Speaking of Characters — Vic Jones

Q: How did you come up with the character Vic Jones in Brain Sections?

A: Vic was vaguely based on someone I knew at the homeless shelter, but I had to fill in a lot of details myself. I copied a lot of his speech patterns and what I thought his thinking processes were. Just the basics, the real person kept his ‘cards close to the vest’ and I didn’t get to know him well until after I wrote the book.

Q: Did you start out writing with a clear idea about what was going to happen in the story or did it just evolve?

A: I didn’t do an outline or anything like that. It was more a project to do as I sat up at night trying not to fall asleep when I was on the streets, so I was very loose about what the plot was going to be. Each time I’d write a scene, I had some idea about how it was to unfold and I would try to leave some tangle that needed solving in the next writing session. It gave me something to muse on during the day.

Q: In a few words, describe Vic Jones.

A: He is a responsible guy that gets no help, initially, in saving his friend from this quirky zombie experiment. Maybe it can be chalked up to pure stubbornness, but he then gets into all kinds of disguises and meets up with some strange characters in his quest to save his friend. He is a hero, because he never gives up trying and has a strong sense of what is fair and what is unfair.

Q: I think the parts of the book where he is interacting with his co-worker, Emily Walters, and his some-time girlfriend, Wanda Cummings, are the most hilarious. The scenes where he is oiling Miss Emily’s office chair and asking Wanda about how to pick up guys when he is dressed in drag are incredibly funny.
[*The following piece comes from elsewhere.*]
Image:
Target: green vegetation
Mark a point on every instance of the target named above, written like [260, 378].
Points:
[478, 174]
A: Yeah. I wanted to make some of the scenes light to balance out some of the seriousness of the message of the novel. Emily and Wanda are good examples of females that are repressing some of their real selves, and Vic is kind of blindsided by what these women reveal about themselves to him. He’s kind of old-fashioned, so his reactions to certain situations were amusing.

Q: Where did the idea for Vic’s friend, Teddy, come from?
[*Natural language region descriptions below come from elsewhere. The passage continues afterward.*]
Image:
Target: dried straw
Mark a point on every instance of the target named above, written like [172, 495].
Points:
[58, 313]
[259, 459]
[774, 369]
A: Vic was such a serious guy that he needed a comical side kick. Teddy was great for me, because, when a scene would start to slow down, I’d just have Teddy show up and cause some kind of ruckus.

Q: Some writers talk about character transitions and how their protagonist evolves over the course of the story. Did Vic Jones change from what he was like as the story progressed?
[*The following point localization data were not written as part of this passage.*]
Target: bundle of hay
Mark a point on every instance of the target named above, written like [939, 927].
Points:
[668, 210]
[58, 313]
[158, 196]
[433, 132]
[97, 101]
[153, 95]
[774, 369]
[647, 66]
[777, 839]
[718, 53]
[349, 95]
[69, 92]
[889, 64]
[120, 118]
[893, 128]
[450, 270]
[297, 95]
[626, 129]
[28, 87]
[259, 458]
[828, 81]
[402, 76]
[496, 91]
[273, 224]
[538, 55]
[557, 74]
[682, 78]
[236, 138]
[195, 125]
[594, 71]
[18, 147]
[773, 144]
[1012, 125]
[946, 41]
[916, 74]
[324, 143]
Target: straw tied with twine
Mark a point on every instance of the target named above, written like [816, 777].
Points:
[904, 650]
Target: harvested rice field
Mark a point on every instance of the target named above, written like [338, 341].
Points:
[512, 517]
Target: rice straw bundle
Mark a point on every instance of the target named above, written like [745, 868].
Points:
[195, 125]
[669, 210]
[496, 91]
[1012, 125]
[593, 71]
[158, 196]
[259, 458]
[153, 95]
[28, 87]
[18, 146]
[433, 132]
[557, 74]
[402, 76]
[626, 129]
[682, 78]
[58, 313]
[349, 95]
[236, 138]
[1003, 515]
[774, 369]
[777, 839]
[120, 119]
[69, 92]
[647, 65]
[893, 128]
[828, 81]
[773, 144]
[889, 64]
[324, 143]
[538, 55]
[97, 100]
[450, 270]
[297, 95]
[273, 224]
A: I think Vic was solid to begin with, so I didn’t want to change that. But, along the way, Vic developed a more flexible attitude about life’s possibilities and became more accepting of the things that can’t be controlled. I think he matured a bit.

Q: Why did you write Brain Sections?

A: I wanted to show the interactions between homeless people, the support and craziness, and between the homeless and those who have never been homeless. To see out of the eyes of someone who never quite fit in and lost all he had, looking at those who in some ways have lost themselves in order to keep their positions in life. And I also wanted to show life in the homeless shelter and on the streets in a realistic way, from the view point of the homeless.

Q: Is there a sequel in the works?

A: I’ve done an outline about how Vic gets to put some of his ideas about improving the shelter into action. Of course, there will be opposition and conflict to his ideas, but that’s what makes fiction interesting.


The Homeless Artist – An Unexpected Teacher

Here is a beautiful post:

The Homeless Artist – An Unexpected Teacher.


Brain Sections Update

Just to bring everyone up to speed on what is happening with the novel:

The copyright was applied for, so in case anyone is considering ripping off the story, they will have some explaining to do. BTW I had a gypsy put a curse on the plotline. Two years sleeping on cardboard is the price they would have to pay for unauthorized use.

The IBSN number has been applied to the Smashwords ebook. Now it’s legit.

Printed out a spiral bound review copy, in case anyone wants to peruse through  the book unplugged.

Well, that’s all the news. Will do more editing on the book, since I now have a print out. It should get better and better.